As part of the agreement between the companies on Oct. 11, 2013, Activision repurchased 429 million shares owned by Vivendi at $13.60, roughly 45% its current share price. Vivendi maintained a 12% ownership of Activision, of which it can sell up to 41.5 million shares during the upcoming three month window (which begins on the six month anniversary of the agreement).
Investors could reasonably assume that if Vivendi was a seller at $13.60, there is a good chance that it is a seller again at today's more attractive price. Vivendi's ownership interest dropped to 12% from more than 60% from its equity sale, so Activision is no longer a strategic interest for Vivendi.
Many investors maintain a bullish sentiment on shares of Activision, and for good reason. The company has been firing on all cylinders and delivered a healthy return since the start of 2013. Nevertheless, the significant supply of shares that could be potentially sold in the market could pressure the stock in the near term.
Investors need to understand the gravity of a large seller looking to get rid of 41.5 million shares. This alone represents nearly six days of supply based on average trading volume over the last three months.
Buy the dip
Vivendi selling part of its remaining stake in Activision is certainly not a bullish sign, as the European conglomerate could simply be raising additional cash as part of its recent announcement to pay investors a special dividend of more than 17 billion euros ($23 billion.) Vivendi is also transforming itself and has sold off other assets including Maroc Telecom and SFR.
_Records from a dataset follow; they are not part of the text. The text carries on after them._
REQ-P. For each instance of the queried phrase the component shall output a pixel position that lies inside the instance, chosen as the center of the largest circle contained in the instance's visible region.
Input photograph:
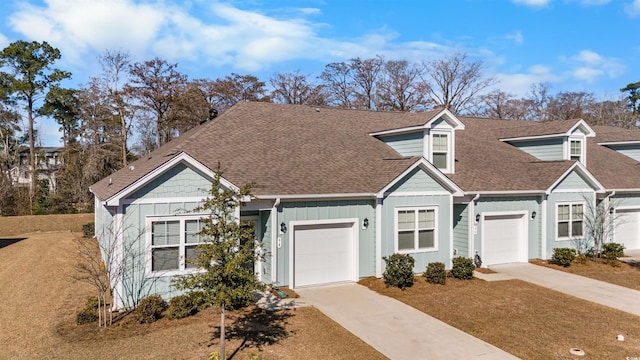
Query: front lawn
(621, 273)
(526, 320)
(39, 299)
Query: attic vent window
(575, 150)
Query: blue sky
(572, 45)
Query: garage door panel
(323, 254)
(627, 231)
(503, 239)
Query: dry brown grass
(620, 273)
(39, 300)
(526, 320)
(17, 225)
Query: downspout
(274, 241)
(609, 215)
(473, 228)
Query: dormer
(558, 140)
(434, 140)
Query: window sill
(417, 251)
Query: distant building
(48, 160)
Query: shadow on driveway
(9, 241)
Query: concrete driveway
(396, 330)
(614, 296)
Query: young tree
(226, 256)
(29, 78)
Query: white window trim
(450, 149)
(415, 250)
(583, 148)
(567, 238)
(181, 247)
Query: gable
(573, 181)
(546, 150)
(630, 150)
(417, 181)
(180, 180)
(408, 144)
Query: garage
(627, 231)
(323, 254)
(504, 238)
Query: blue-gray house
(337, 190)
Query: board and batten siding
(327, 210)
(513, 204)
(410, 144)
(461, 229)
(443, 204)
(560, 197)
(551, 149)
(632, 151)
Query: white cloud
(633, 8)
(516, 37)
(533, 3)
(519, 84)
(590, 66)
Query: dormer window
(441, 151)
(575, 150)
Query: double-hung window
(570, 222)
(440, 151)
(172, 241)
(416, 229)
(575, 150)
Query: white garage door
(323, 254)
(503, 239)
(627, 231)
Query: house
(337, 190)
(48, 160)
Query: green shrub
(563, 256)
(462, 268)
(612, 251)
(181, 307)
(89, 313)
(149, 309)
(198, 299)
(399, 270)
(89, 230)
(435, 273)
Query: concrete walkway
(617, 297)
(396, 330)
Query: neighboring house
(337, 190)
(48, 160)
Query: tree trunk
(221, 353)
Activision should be considered a top pick in the video game sector given its strong release slate for the coming year, which includes a new next-generation franchise in Destiny and a reinvigorated "Call of Duty" title.
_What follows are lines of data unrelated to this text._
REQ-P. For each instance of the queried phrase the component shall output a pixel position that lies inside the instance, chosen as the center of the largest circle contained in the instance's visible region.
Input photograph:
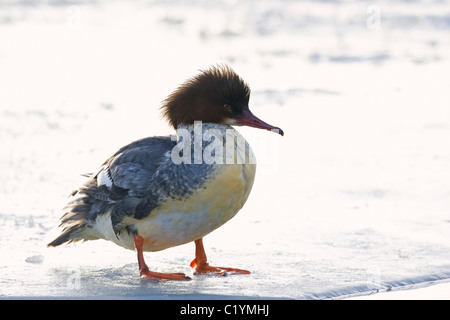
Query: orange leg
(202, 267)
(146, 273)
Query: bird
(163, 191)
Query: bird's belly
(179, 221)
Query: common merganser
(147, 197)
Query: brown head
(215, 95)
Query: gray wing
(124, 185)
(134, 181)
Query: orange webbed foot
(146, 273)
(205, 268)
(202, 267)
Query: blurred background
(354, 199)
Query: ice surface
(354, 199)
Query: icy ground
(354, 199)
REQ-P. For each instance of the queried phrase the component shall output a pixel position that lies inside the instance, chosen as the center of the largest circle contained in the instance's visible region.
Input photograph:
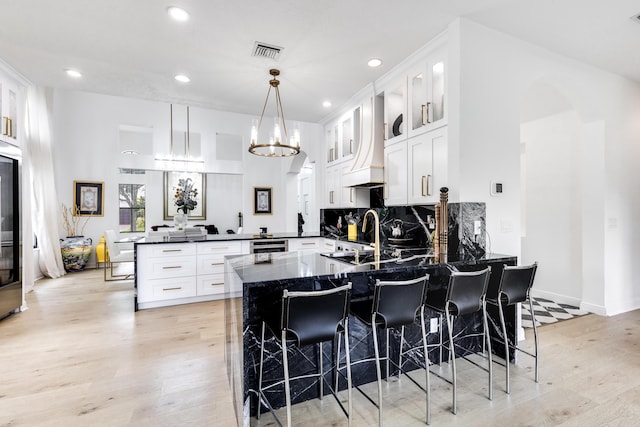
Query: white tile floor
(547, 311)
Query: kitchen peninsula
(262, 278)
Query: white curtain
(44, 200)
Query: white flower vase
(180, 221)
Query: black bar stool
(308, 318)
(515, 287)
(395, 305)
(466, 293)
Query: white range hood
(367, 169)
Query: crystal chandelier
(277, 146)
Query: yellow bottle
(101, 249)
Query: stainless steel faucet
(376, 244)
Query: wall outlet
(433, 327)
(477, 227)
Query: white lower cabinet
(304, 244)
(179, 273)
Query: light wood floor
(80, 356)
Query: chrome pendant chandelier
(277, 146)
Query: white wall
(86, 133)
(495, 71)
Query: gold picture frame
(88, 198)
(262, 201)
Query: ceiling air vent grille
(265, 50)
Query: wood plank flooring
(80, 356)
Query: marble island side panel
(263, 278)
Electronic Arts (NASDAQ:EA), on the other hand, may not fare as well in the coming year, according to some analysts.
Analysts at Bank of America recently downgraded Electronic Arts to "Neutral" from "Buy" based on their beliefs that there are no upcoming catalysts, post Titanfall, that is. "We do not see any titles (including FIFA World Cup) that could lead to big earnings upside in FY15," analyst Justin Post wrote in early March.
Not all analysts are in the same boat.
On March 25, analysts at Wedbush maintained an "Outperform" rating on Electronic Arts following its decision to delay the release of its Xbox 360 stock-keeping unit (SKU) of Titanfall a second time.
"We believe the Titanfall delays reflect revenue management and an effort to maximize next-generation console sales, as opposed to any quality issues. We view the game as the first must-have for the Xbox One, and believe that it is in the best interests of Microsoft and Electronic Arts (near- and long-term) to maximize next-gen console sales, particularly with the industry's current-gen sales below expectations recently."
The analysts further added that Electronic Arts could grow revenues by $400 million per year and deliver $0.50 or more in EPS growth over the same time period.
While analysts often share opposing opinions, investors should always pick and choose pieces of information to arrive at their own conclusion.
The analysts at Bank of America believes that there are no immediate upcoming catalysts (post Titanfall), while the analysts at Wedbush believe that Electronic Arts has plenty of catalysts for the next two years.
Regardless of which side an investor chooses, Electronic Arts has plenty of catalysts that are at least two years down the road, which includes a new "Star Wars" title and three to five new intellectual properties (IPs) for the next-generation consoles.
Activision, on the other hand, has a large catalyst coming up if Vivendi decides to further sell off its stake. Activision should realize a full year's benefit of a reduced float of roughly 36% stemming from a Vivendi sale. Better yet, investors could pick up shares at discounted price with almost 6% of the company's shares outstanding potentially coming up for sale. Additionally, Activision could be a prime candidate to be included in the S&P 500 index.